Mr Umoh said if his application was not granted, “we ask that the interim bail be extended because he (Ndifon) has an imminent irreversible eye defect.”

However, the anti-graft commission’s lawyer disagreed with Mr Umoh.

He argued that the exhibit (Exhibit PF3) that the learner silk cited that they verified was in response to the medical report dated December 29, 2023, and not the one dated January 19.

Mr Akponimisingha said that contrary to Mr Umoh’s claim, the commission had not verified the latest exhibit (Exhibit A).

“I am just seeing this document for the first time. A fair hearing demands that I be allowed to see it, whether I respond to it or not,” he said.

In his ruling, Mr Omotosho said that, since the further affidavit filed on January 25 by Mr Umoh was served on Mr Akponimisingha in the courtroom, “it is fair hearing that the lawyer be given time to respond.”

He said since an accelerated hearing had been granted in the matter, the court would give a short adjournment.

Consequently, the judge adjourned the matter until January 31 for a hearing of the bail applications.

However, shortly after the adjournment, Mr Umoh stood up to address the court, saying the bail application he brought was in line with the constitution.

Mr Umoh said Mr Ndifon did not flout the interim bail granted by the court; hence, there is a need to admit him to bail or extend the earlier one granted him.

Responding, Mr Omotosho said the earlier bail was granted because there were facts before the court that Mr Ndifon was going for medical surgery on a scheduled date.

He said even though they could not conclude on the bail application, the defendant was allowed to go but did not undergo surgery in the long run.

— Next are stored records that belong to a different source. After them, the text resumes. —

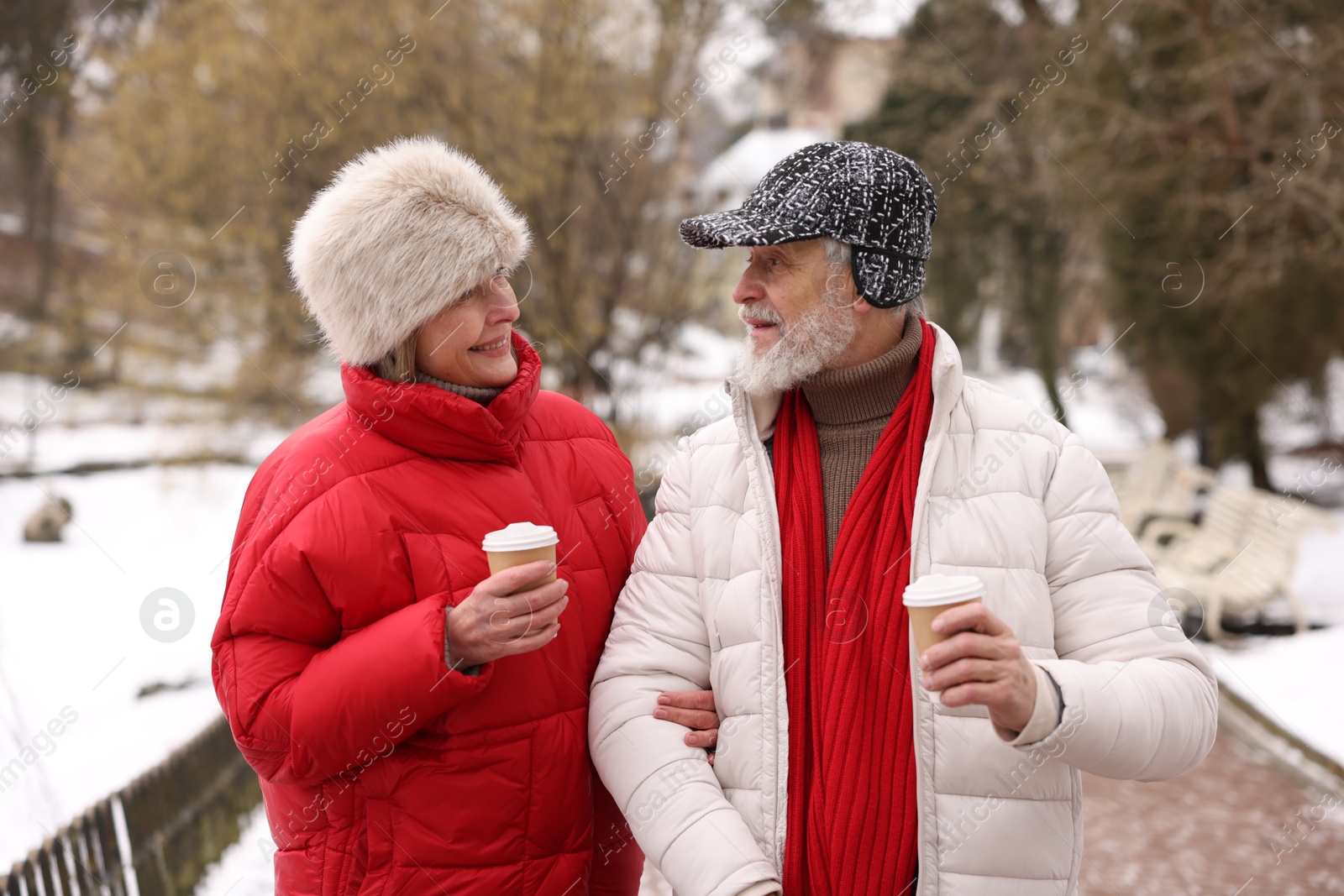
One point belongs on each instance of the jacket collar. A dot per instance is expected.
(759, 411)
(440, 423)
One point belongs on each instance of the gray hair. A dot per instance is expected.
(837, 258)
(398, 364)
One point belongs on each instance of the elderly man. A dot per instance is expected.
(859, 457)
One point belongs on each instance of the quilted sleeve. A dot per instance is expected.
(659, 642)
(1142, 701)
(308, 701)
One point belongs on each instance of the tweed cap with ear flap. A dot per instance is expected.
(873, 197)
(401, 233)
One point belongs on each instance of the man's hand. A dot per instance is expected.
(981, 664)
(494, 622)
(696, 711)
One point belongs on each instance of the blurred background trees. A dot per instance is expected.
(1156, 181)
(208, 129)
(1162, 170)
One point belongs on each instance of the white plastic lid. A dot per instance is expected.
(519, 537)
(936, 590)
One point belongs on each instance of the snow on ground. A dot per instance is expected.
(73, 653)
(1294, 680)
(246, 868)
(54, 426)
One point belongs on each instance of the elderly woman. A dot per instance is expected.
(417, 726)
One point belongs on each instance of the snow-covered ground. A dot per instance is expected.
(1294, 681)
(73, 652)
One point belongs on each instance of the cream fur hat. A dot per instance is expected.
(400, 234)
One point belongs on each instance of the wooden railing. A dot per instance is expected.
(155, 837)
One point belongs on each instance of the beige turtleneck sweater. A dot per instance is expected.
(851, 406)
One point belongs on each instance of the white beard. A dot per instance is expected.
(803, 348)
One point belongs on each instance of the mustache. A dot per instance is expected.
(759, 312)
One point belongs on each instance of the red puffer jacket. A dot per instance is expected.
(382, 770)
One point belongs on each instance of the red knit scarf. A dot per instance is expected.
(853, 826)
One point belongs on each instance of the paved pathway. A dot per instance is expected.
(1233, 826)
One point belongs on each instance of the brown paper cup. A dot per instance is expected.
(921, 624)
(933, 594)
(501, 560)
(519, 543)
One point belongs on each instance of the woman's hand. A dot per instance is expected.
(492, 622)
(696, 711)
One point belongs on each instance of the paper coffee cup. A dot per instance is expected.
(933, 594)
(519, 543)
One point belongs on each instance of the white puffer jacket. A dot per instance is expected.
(1005, 493)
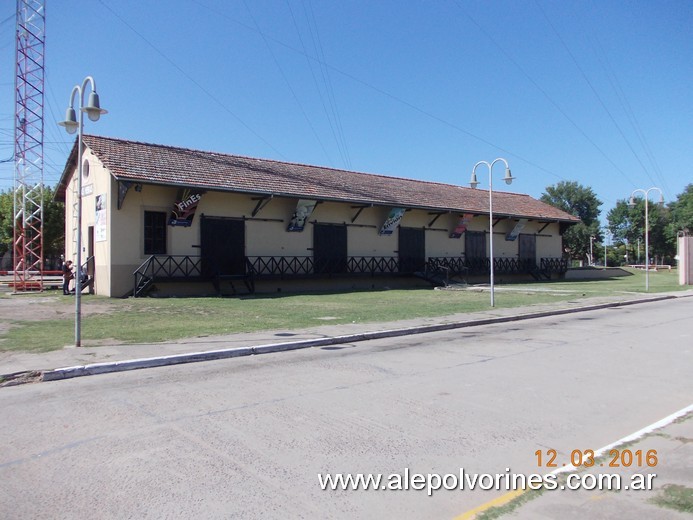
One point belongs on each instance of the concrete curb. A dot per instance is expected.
(195, 357)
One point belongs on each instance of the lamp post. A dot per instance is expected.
(474, 183)
(631, 203)
(591, 250)
(607, 234)
(72, 125)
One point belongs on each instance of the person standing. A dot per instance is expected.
(67, 276)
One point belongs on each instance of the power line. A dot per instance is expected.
(594, 90)
(192, 80)
(392, 96)
(288, 83)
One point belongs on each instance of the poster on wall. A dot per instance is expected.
(461, 226)
(184, 210)
(101, 219)
(304, 208)
(392, 221)
(516, 230)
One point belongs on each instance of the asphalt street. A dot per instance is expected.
(247, 437)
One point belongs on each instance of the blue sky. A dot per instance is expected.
(592, 91)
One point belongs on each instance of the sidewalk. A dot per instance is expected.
(91, 360)
(673, 441)
(671, 496)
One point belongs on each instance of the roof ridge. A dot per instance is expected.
(292, 163)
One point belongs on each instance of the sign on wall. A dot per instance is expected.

Mr Omotosho said the facts about the present application were not presented to the court.

“Even on Wednesday, January 31, I have about 19 cases, but I conceded to ensure that the bail application is taken,” the judge explained politely.

Mr Umoh then prayed the court to take Mr Anyanwu’s bail, saying, “The bail of the second defendant is independent of the first defendant. I will always thank you.”

Mr Umoh consistently addressed the court using the word “You,” and the judge corrected him, saying, “Learner Silk, you are 13 years old as a senior advocate. You don’t address the court using ‘you’.”

“Don’t judge me with this because I am at my weakest point today,” Mr Umoh responded.